Novel COVID-19 test could significantly reduce testing time
Posted: 5 January 2021 | Hannah Balfour (European Pharmaceutical Review) | No comments yet
The new COVID-19 test, called RTF-EXPAR, was able to accurately detect the presence of SARS-CoV-2 viral RNA in under five minutes.
Researchers have developed a COVID-19 test that can deliver accurate results in less than five minutes. The method is described in a preprint paper published on MedRxiv.
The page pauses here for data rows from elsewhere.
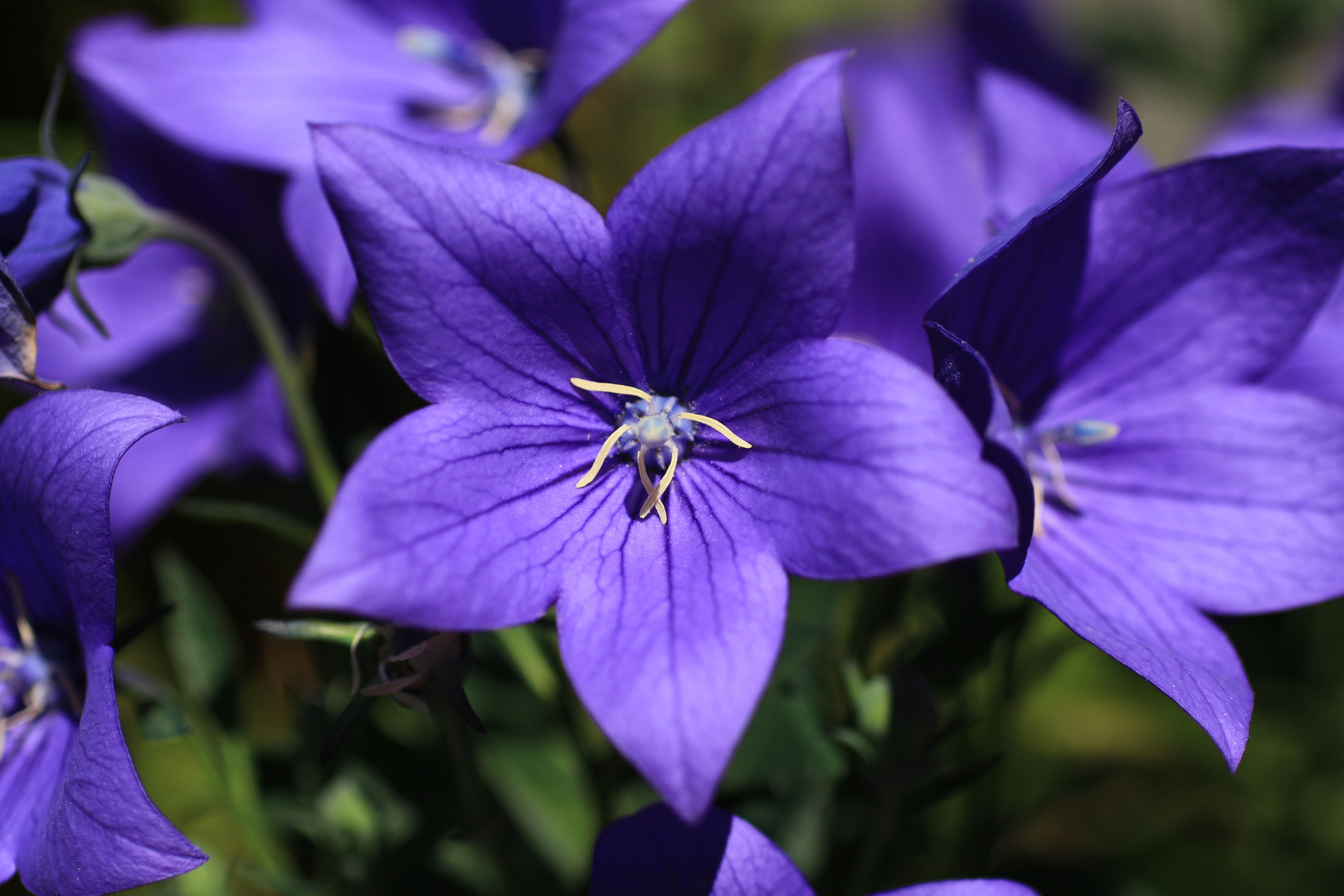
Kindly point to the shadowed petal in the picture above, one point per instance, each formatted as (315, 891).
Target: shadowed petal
(56, 464)
(479, 275)
(1012, 303)
(101, 833)
(655, 853)
(58, 455)
(251, 90)
(169, 340)
(945, 156)
(460, 516)
(32, 770)
(964, 889)
(39, 231)
(1231, 497)
(670, 635)
(314, 232)
(860, 466)
(738, 238)
(1205, 273)
(1136, 620)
Professor Tim Dafforn from the University of Birmingham’s School of Biosciences, UK, commented: “We have designed a new method for testing that combines the ease of use and speed of lateral flow testing with the inherent sensitivity of an RNA test. It features reagents that can be used in existing point of care devices and meets the need for testing in high throughput, near-patient settings where people may be waiting in line for their results.”
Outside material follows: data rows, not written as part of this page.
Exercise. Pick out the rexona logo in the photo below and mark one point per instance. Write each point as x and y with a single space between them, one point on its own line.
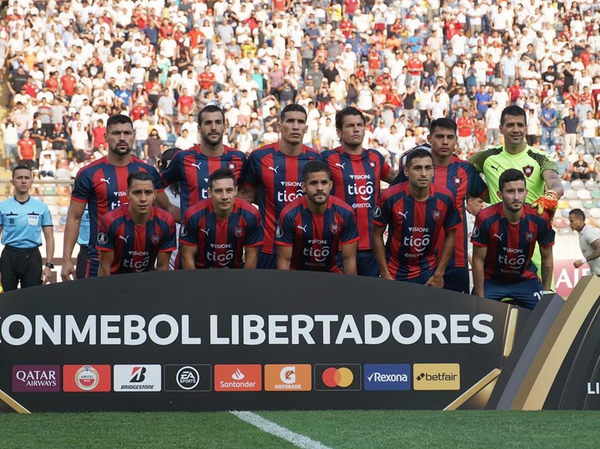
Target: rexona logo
36 378
192 378
137 378
436 376
387 377
288 378
86 378
238 378
338 377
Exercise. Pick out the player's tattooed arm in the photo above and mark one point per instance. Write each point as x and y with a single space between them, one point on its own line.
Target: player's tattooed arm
553 182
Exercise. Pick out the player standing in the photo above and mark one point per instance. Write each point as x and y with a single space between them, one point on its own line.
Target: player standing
416 212
274 174
218 231
314 226
356 174
504 239
136 235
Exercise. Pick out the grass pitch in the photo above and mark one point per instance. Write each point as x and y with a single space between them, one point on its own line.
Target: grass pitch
336 429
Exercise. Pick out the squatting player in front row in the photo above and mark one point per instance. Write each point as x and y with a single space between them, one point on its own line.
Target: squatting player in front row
504 239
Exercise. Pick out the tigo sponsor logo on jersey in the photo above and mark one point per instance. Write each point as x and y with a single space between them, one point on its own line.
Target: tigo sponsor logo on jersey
436 376
288 378
387 377
338 377
86 378
137 378
238 378
36 378
190 378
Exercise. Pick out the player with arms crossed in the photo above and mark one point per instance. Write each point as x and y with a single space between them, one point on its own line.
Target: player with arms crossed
136 235
416 212
102 185
357 174
461 178
274 175
313 227
504 239
218 231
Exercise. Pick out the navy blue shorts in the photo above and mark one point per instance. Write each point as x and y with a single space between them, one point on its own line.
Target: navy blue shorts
457 279
266 261
525 294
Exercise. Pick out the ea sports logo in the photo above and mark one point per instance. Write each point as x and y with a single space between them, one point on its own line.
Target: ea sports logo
337 377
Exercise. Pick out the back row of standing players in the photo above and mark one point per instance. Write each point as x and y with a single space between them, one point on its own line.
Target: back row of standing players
272 178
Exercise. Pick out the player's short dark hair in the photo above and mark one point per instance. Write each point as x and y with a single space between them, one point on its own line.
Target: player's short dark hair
118 119
578 213
20 167
444 123
221 173
510 175
315 167
417 153
210 108
513 111
350 110
293 107
140 176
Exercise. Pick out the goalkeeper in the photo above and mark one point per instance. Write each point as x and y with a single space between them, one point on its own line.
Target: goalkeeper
543 183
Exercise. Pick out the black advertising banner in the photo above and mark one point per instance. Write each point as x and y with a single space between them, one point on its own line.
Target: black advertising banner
248 340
The current gold standard is the Reverse Transcription Polymerase Chain Reaction (RT-PCR) test. However, it takes more than an hour per sample and has two steps: 1) using a reverse transcriptase enzyme to convert RNA to DNA, a process that takes 30 minutes; and 2) using a DNA polymerase enzyme to copy the DNA and amplify it to detectable levels, requiring multiple, time-consuming cycles of heating and cooling.
Although single temperature processes have been developed this year, reducing this last step below 20 minutes has confounded scientists. Lateral flow tests, which measure the presence of antibodies (unlike RT-PCR which detects viral RNA), can take up to 30 minutes.
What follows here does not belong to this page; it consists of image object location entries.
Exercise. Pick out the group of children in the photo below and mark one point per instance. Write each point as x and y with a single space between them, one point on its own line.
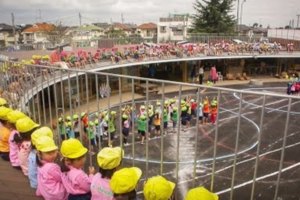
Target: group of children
151 118
293 87
31 148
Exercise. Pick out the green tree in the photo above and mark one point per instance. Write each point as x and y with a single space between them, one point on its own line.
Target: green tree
213 16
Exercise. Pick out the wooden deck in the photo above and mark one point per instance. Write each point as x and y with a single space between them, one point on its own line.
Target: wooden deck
14 185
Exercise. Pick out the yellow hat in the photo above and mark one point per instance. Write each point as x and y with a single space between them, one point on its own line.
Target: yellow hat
158 188
43 131
25 124
14 116
45 144
200 193
4 112
72 148
110 158
125 180
3 102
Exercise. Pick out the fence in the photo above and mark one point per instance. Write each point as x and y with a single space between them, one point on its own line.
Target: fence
248 153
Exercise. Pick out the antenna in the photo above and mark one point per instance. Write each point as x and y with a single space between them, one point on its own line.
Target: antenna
14 28
79 19
122 18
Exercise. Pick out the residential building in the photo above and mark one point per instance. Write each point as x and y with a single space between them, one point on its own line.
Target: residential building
148 31
85 36
7 36
173 28
37 35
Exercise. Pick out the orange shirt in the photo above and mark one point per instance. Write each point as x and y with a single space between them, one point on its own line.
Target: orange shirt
4 137
206 108
156 121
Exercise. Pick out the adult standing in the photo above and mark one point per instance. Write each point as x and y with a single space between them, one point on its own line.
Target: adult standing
213 74
55 58
201 75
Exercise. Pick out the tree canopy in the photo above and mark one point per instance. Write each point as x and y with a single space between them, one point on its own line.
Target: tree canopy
213 16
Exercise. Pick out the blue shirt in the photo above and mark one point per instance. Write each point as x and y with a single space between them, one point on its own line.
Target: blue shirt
32 169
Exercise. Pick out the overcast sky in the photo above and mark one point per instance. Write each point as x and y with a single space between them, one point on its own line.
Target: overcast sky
275 13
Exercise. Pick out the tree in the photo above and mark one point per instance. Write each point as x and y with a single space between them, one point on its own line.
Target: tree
213 16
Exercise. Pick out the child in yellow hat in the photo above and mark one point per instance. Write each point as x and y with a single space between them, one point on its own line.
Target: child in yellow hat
49 175
32 164
158 188
75 180
13 146
200 193
123 183
4 133
109 159
25 127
To speed up the testing process, the researchers designed a novel single-step approach for converting viral RNA into DNA. They then combined it with a known technique called Exponential Amplification Reaction (EXPAR), which increases DNA concentration to detectable levels at a constant temperature. They named the new method Reverse Transcriptase Free EXPAR (RTF-EXPAR) testing.
RTF-EXPAR uses a DNA sequence called Binder DNA that recognises and binds to SARS-CoV-2 viral RNA and an enzyme, BstNI, that recognises the Binder DNA. BstNI cuts a short section from the Binder DNA when viral RNA is present, once cleaved, the viral RNA is free to bind to more Binder DNA and the cycle is repeated. The test detects the output of this cycle.
The researchers tested the method by introducing BstNI, Binder DNA and SARS-CoV-2 samples to EXPAR reagents and incubating at a constant temperature of 50oC. These conditions yielded test results in 4.00 +/- 0.72 minutes for the positive sample. No signal was observed for the negative (control) sample after 10 minutes of incubation. The concentration of SARS-CoV-2 RNA in the positive sample was 72.7 copies/µL, a value up to 10 times lower than the average viral load found in COVID-19 patient samples.
While it was developed for COVID-19 testing, the team said the technique could be applied to any RNA-based infectious agent or disease biomarker (including cancer), so in the long-term, the use of RTF-EXPAR is expected to extend beyond SARS-CoV-2.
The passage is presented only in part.